Proceedings of the National Academy of Sciences
Multidisciplinary; Animals; Bone Marrow Cells; *Bone Marrow Transplantation; Cell Line; Cells, Cultured; Hematopoiesis; *Hematopoietic Stem Cell Transplantation; Hematopoietic Stem Cells; Kinetics; Mice; Mice, Inbred C57BL; Whole-Body Irradiation; Life Sciences; Medicine and Health Sciences
article description
Whether bone marrow stromal cells of donors contribute physiologically to hematopoietic stem cell reconstitution after marrow transplantation is unknown. To determine the transplantability of nonhematopoietic marrow stromal cells, stable clonal stromal cell line (GB1/6) expressing the a isoenzyme of glucose-6-phosphate isomerase (Glu6PI-a, D-glucose-6-phosphate ketol-isomerase; EC was derived from murine long-term bone marrow cultures and made resistant to neomycin analogue G418 by retroviral gene transfer. GB1/6 cells were fibronectin+, laminin+, and collagen-type IV+ and collagen type I-; these GB1/6 cells supported in vitro growth of hematopoietic stem cells forming colony-forming units of spleen cells (CFU-S) and of granulocytes, erythrocytes, and macrophage/megakarocytes (CFU-GEMM) in the absence of detectable growth factors interleukin 3 (multi-colony-stimulating factor), granulocyte/macrophage colony-stimulating factor, granulocyte-stimulating factor, or their poly(A)+ mRNAs.

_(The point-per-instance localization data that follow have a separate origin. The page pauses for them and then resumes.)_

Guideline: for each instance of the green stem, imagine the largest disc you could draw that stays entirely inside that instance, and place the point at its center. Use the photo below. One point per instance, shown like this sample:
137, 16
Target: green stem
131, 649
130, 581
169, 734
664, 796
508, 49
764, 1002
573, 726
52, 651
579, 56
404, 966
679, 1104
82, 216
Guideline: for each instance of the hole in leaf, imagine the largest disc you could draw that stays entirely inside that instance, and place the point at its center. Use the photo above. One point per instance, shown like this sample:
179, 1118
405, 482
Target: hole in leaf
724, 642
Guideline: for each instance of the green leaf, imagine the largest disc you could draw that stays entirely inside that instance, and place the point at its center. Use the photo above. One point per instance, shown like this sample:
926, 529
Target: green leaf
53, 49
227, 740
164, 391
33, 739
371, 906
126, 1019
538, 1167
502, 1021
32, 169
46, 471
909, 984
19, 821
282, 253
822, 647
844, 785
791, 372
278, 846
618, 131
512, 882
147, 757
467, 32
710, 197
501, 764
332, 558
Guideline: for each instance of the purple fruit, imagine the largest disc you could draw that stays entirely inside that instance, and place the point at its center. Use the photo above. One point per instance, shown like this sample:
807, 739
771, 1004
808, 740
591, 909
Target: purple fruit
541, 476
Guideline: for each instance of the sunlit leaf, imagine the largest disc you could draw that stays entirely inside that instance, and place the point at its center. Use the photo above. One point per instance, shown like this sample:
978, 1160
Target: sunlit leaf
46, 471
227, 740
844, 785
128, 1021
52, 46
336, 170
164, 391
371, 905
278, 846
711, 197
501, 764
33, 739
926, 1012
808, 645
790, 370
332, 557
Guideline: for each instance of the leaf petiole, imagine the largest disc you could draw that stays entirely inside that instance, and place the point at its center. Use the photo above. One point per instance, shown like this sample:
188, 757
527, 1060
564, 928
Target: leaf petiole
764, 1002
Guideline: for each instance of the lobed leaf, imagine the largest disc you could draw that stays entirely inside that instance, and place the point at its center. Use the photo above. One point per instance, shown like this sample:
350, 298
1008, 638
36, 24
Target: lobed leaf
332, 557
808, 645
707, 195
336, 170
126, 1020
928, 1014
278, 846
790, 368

The GB1/6 cells produced macrophage colony-stimulating factor constitutively. Recipient C57BL/6J (glucose-6-phosphate isomerase b) mice that received 3-Gy total-body irradiation and 13 Gy to the right hind limb were injected i.v. with GB1/6 cells. Engrafted mice demonstrated donor-originating Glu6PI-a+ stromal cells in marrow sinuses in situ 2 mo after transplantation and a significantly enhanced hematopoietic recovery compared with control irradiated nontransplanted mice. Continuous (over numerous passages) marrow cultures derived from transplanted mice demonstrated G418-resistant, Glu6PI-a+ stromal colony-forming cells and greater cumulative production of multipotential stem cells of recipient origin compared with cultures established from irradiated, nontransplanted control mice. These data are evidence for physiological function in vivo of a transplanted bone marrow stromal cell line.